Error running TensorFlow Xid 13 Graphics Exception

I am writing to report an error that I have encountered occasionally while running a TensorFlow-based deep learning model. The error message that I received in user-app is as follows:
Could not synchronize CUDA stream: CUDA_ERROR_LAUNCH_FAILED: unspecified launch failure

Looking at NVidia-bug-report following is logged at exactly same time as above user app error.
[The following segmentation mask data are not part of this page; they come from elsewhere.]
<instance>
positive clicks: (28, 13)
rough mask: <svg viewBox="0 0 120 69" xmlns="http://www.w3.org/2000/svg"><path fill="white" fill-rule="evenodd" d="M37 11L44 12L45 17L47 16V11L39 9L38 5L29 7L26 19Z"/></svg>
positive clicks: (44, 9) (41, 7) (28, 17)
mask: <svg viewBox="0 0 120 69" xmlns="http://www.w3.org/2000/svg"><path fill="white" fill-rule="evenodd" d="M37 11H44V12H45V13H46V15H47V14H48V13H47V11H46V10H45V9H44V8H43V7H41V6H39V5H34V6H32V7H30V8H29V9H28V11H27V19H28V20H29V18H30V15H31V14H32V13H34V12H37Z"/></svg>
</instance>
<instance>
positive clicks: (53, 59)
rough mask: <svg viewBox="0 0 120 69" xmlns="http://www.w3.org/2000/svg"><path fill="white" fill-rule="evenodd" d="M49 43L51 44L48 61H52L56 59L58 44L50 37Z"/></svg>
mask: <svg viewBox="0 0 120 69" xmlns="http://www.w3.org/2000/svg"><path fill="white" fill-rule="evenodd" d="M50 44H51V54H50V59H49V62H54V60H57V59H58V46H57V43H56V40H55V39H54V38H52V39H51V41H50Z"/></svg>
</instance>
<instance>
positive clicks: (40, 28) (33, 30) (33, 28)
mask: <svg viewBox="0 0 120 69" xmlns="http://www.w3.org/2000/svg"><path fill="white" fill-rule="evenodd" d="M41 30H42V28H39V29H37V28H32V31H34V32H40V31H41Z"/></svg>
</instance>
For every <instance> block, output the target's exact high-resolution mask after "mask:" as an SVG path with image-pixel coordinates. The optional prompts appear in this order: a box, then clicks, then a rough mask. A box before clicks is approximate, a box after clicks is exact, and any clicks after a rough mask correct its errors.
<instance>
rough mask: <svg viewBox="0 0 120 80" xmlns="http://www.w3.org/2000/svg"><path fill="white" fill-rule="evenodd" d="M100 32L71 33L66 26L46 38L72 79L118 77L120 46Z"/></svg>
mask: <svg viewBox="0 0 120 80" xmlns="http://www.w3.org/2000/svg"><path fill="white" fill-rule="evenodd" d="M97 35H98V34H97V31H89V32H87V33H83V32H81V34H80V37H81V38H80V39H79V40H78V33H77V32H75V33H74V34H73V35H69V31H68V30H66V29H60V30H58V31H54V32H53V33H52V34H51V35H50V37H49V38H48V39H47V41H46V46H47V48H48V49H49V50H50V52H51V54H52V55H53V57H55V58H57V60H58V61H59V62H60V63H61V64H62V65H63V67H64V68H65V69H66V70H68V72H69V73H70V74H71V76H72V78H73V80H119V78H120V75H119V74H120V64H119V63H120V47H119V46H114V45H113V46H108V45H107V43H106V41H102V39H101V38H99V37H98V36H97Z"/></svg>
Feb 24 11:49:36 sonic-2-ThinkStation-P620 kernel: NVRM: Xid (PCI:0000:61:00): 13, pid=1335, Graphics Exception: SKEDCHECK22_INVALIDATE_ACTIVE_QMD failed
Feb 24 11:49:36 sonic-2-ThinkStation-P620 kernel: NVRM: Xid (PCI:0000:61:00): 13, pid=1335, Graphics Exception: ESR 0x407020=0x20000000 0x407028=0x23f 0x40702c=0x20540e8 0x407030=0x0

I am using a NVIDIA Quadro RTX 8000 GPU for severing my model, and this error has been occurring repeatedly during the inference. I looked up Xid 13 on Nvidia’s website and seems like it could be caused due to several reasons. Our initial guess was it could be related to high GPU temperature but we monitored temperature logs for a few days and everything seems to fine.
Could you please help me identify the root cause of this error and provide me with any steps that I can take to resolve it?
Attached are nvidia bug report, gpu burn test and memory test.
Thank you for your pr
nvidia-bug-report.log (5.3 MB)
ompt attention to this matter. I look forward to hearing back from you soon.

I also posted this at Nvidia but they asked to check with cuda.

cuda-gpumemtest (1).txt (2.6 MB)

an unspecified launch failure is usually an illegal activity taking place in kernel code. If you do something illegal in kernel code, you will almost always get an Xid report in the system log.

the problem may be related to some way that you are using TF incorrectly, or else a defect in TF itself.

There is no way to identify the root cause without having an expert TF user that can identify the specific kernel launch that caused the failure, and do analysis of that kernel. It can’t be done based on what is reported here. Furthermore, this forum is not focused on TF support and you probably won’t find many expert TF users here.